Investigations of smell and its link to social behavior are not entirely new, yet they seemed to be more prevalent than usual at Neuroscience 2022. Whether more researchers really are catching a whiff of the usefulness of olfaction studies, though, is difficult for some in the field to say.
“I’m biased,” says Shivani Bigler, a graduate student in Steven Siegelbaum’s lab at Columbia University, who presented a poster on Tuesday. “I’m SO interested in odor.”
Otazu and his colleagues trained mice lacking one copy of the autism-linked gene SHANK3 to lick a tube — and be rewarded with a sip of water — when they detect a particular odor. The model mice learned to identify a target odor just as well as wildtype mice do, and they could detect the target odor when another familiar odor was present. But unlike wildtype mice, the SHANK3 mice could not detect the target odor in the presence of another unfamiliar odor.
“It’s a difficult task to identify an odor in a novel background,” Otazu says, likening the test to an “olfactory captcha.” His team has unpublished data documenting similar findings in mice lacking one copy of another autism-linked gene, CNTNAP2.
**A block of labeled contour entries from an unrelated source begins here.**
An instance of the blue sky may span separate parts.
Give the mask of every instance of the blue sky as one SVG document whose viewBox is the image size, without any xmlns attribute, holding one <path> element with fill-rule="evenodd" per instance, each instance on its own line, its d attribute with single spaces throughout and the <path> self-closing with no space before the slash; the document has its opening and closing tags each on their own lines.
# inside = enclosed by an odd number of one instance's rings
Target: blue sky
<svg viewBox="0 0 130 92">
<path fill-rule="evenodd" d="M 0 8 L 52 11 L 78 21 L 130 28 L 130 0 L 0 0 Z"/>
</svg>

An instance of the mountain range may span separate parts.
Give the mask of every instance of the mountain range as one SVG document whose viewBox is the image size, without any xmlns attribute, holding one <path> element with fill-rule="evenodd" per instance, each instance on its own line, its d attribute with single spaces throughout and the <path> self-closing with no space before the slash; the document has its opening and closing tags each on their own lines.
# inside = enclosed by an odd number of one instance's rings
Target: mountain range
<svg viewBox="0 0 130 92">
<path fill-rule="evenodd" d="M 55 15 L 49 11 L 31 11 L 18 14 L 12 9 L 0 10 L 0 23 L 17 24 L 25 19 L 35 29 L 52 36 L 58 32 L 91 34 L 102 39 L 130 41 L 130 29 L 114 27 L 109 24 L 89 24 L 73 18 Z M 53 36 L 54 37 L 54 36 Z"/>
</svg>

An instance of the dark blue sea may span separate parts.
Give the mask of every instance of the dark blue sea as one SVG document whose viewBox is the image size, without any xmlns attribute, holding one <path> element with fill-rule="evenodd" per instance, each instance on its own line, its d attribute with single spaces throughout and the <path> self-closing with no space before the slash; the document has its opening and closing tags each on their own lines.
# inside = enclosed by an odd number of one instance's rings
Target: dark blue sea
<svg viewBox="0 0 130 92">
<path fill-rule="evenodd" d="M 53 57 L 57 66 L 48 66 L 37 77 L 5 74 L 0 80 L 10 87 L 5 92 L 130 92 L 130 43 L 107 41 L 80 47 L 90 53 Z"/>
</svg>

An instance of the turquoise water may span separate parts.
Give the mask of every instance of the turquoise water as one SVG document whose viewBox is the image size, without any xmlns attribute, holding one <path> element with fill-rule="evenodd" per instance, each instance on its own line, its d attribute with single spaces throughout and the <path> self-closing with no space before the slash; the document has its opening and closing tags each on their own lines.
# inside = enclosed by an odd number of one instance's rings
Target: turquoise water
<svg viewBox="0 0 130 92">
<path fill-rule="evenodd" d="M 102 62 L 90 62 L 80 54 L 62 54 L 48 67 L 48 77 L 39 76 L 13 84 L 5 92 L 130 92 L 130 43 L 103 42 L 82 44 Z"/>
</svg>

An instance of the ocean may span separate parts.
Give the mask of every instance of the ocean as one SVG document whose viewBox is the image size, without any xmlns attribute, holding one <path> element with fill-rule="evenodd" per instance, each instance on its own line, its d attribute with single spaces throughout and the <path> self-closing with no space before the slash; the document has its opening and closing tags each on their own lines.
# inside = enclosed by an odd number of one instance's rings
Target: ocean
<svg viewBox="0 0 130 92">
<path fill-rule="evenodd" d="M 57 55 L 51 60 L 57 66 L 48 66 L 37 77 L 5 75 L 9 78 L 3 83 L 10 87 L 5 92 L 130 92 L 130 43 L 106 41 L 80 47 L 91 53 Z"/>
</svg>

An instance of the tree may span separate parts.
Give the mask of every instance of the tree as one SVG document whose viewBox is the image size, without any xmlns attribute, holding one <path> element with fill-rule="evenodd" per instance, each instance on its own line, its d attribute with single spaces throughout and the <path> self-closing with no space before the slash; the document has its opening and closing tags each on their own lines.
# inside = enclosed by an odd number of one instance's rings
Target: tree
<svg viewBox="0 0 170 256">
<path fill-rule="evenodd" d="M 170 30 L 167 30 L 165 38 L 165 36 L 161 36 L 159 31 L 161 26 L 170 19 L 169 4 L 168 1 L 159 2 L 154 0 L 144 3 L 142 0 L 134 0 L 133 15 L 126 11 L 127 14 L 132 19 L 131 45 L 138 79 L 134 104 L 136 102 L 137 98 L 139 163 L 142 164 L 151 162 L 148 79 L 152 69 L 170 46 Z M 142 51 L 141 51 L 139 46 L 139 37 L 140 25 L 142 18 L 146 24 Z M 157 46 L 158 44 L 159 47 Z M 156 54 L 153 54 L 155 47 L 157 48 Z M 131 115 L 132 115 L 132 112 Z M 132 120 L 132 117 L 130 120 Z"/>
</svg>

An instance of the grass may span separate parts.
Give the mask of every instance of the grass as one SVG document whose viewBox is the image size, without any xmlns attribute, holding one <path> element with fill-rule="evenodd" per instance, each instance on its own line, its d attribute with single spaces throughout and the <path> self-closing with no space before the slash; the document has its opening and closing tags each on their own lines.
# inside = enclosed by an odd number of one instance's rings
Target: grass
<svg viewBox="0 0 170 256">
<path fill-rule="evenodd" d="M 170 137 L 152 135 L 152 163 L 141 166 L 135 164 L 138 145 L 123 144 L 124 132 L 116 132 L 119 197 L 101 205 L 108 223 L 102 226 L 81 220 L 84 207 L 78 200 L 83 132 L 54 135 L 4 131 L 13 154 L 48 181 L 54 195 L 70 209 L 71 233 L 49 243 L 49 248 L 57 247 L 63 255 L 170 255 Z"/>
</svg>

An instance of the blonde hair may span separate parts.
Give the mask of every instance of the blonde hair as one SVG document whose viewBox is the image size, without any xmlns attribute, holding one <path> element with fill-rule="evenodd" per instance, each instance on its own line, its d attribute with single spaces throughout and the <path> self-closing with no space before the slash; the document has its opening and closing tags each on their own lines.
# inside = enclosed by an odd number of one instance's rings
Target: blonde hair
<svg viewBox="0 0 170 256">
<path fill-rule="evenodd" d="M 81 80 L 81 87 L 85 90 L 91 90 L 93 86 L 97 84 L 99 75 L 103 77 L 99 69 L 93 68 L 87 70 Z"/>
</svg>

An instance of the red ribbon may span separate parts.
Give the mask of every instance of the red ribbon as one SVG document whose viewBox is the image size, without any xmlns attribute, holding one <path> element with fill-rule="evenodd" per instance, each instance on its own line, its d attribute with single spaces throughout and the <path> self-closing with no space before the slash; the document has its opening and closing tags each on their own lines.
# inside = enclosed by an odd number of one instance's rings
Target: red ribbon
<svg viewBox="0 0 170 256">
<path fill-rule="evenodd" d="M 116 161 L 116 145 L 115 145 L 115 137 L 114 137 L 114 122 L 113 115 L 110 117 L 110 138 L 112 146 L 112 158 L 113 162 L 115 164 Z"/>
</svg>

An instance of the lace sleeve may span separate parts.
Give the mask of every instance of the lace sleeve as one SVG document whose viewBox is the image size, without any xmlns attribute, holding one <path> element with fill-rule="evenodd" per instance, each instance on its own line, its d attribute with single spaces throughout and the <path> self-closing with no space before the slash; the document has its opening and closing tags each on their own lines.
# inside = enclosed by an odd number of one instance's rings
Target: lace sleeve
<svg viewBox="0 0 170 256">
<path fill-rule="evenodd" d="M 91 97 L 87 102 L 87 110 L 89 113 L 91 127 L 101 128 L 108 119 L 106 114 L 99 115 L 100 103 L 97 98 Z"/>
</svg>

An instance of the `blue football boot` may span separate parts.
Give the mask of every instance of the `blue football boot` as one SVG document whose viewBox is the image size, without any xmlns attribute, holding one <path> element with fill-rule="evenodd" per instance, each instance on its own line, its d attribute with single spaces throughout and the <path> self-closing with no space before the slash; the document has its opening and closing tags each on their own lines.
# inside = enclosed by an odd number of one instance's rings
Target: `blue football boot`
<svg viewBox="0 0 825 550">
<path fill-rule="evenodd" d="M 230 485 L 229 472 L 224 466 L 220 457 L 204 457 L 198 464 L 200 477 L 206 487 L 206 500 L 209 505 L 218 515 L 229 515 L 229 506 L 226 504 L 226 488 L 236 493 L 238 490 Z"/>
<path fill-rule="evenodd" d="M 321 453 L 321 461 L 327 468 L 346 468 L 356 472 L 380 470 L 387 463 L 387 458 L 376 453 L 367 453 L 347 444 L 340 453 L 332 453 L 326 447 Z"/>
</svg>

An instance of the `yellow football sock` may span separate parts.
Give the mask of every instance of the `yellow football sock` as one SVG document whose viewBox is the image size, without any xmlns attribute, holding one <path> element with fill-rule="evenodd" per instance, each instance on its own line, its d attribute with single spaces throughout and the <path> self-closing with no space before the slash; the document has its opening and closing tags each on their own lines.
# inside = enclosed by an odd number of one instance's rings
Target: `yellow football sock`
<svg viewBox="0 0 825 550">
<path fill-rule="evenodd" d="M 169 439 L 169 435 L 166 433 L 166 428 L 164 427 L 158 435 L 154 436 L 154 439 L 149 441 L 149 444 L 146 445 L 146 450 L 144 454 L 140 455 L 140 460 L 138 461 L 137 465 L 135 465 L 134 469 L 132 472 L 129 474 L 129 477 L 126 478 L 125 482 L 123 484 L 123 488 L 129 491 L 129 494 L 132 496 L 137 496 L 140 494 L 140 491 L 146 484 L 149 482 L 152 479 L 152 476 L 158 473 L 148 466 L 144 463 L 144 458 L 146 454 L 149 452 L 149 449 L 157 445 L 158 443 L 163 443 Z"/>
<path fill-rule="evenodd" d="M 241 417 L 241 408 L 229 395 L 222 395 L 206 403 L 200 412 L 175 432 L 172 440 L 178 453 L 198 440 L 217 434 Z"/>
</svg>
This olfactory problem reflects how the smell-related information is processed in the brain and not the nose, according to images the team took of the SHANK3 animals’ glomeruli. These rounded structures near the surface of the olfactory bulb are packed with synapses and serve as a relay station between the nose and the brain. And the glomeruli in wildtype and SHANK3 mice shared similar activation patterns.
The poster Bigler presented points to a region of the hippocampus called CA2. This area is known to be involved in social memory, “but no one has found CA2 to process odors of any kind,” she says. An adjacent area, CA1, encodes memories of nonsocial odors, and “[because] mice use olfaction primarily, we thought CA2 might be processing social odors.”
Different cells in CA2 activate in response to odors from different individual mice, the team found. And silencing activity in CA2 impairs the ability of wildtype mice to learn to associate a social odor with a reward, whereas their ability to learn the association with a nonsocial odor remains intact.
The findings are also detailed in a paper posted on bioRxiv in September 2021.
Another research team showed that mice lacking FMR1, the gene responsible for fragile X syndrome, cannot discriminate between a target odor and a mixture of the target and a closely related odor — although they are just as good as wildtype mice at learning to identify odors and discriminating between two similar odors presented separately.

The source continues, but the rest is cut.